Cases filed by ordinary Americans can be won on the basis of whether a statement is false or not when it is published.

But public figures have to prove "real malice," which means that a news outlet knew that a statement was false when it was published, and that it intended to harm its target.

LAWS OF THE AMERICAN LIBERATION THAT TRUMP LOVES HATE

Most of the statutes that allow Americans to sue for defamation and defamation are state laws, but the definition of defamation is basically the same in all of the US. UU

Libel is the act of publishing a false statement about someone who harms them or their reputation.

In most states, it is considered a "civil offense", not a crime, which means that a newspaper, author or speaker can be brought before the courts to face a lawsuit filed by the victim.

But 17 states have criminal laws that prohibit defamation.

In general, ordinary people need only prove that a de facto statement was false to win a defamation case.

But so-called "public figures" – which can range from the President of the United States to virtually anyone with a Wikipedia profile – have a higher burden of proof called "real malice".

That means proving that the writer or announcer knew in advance that a statement was wrong and, in any case, imprudently published it.

It's hard to know how that is different from what Trump said he wanted.

He said: If someone says something that is totally false and deliberately false, that the person who has been abused, defamed, defamed, [should] have a significant resource. & # 39;

The key word is "knowingly", which is precisely the proof of "real malice" established by the courts.
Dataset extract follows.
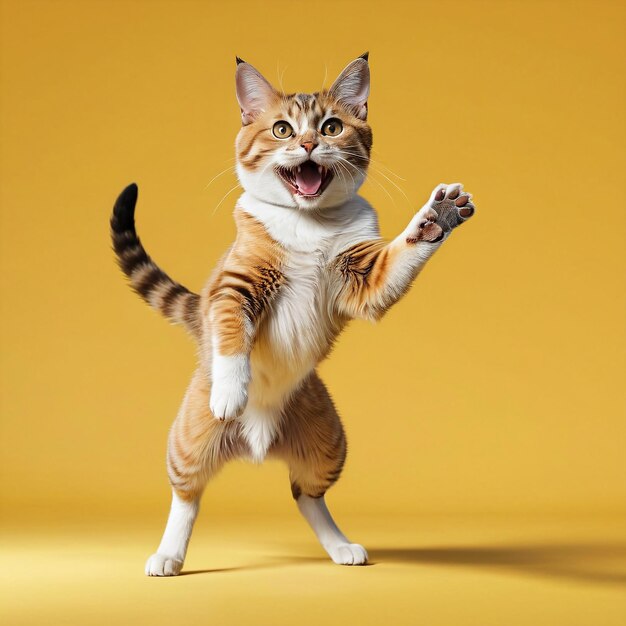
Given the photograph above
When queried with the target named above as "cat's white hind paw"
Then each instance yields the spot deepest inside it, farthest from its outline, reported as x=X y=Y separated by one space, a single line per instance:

Most states allow people who are released by a media outlet or other publisher to demand a formal retraction. If that happens, they lose the right to sue.

However, in many cases this correction is one of the demands that a lawsuit raises, along with the money.

The First Amendment to the United States Constitution establishes freedom of expression and freedom of the press, setting a high standard for plaintiffs to prove they were defamed.

That also restricts Congress from passing federal defamation laws that could override state laws.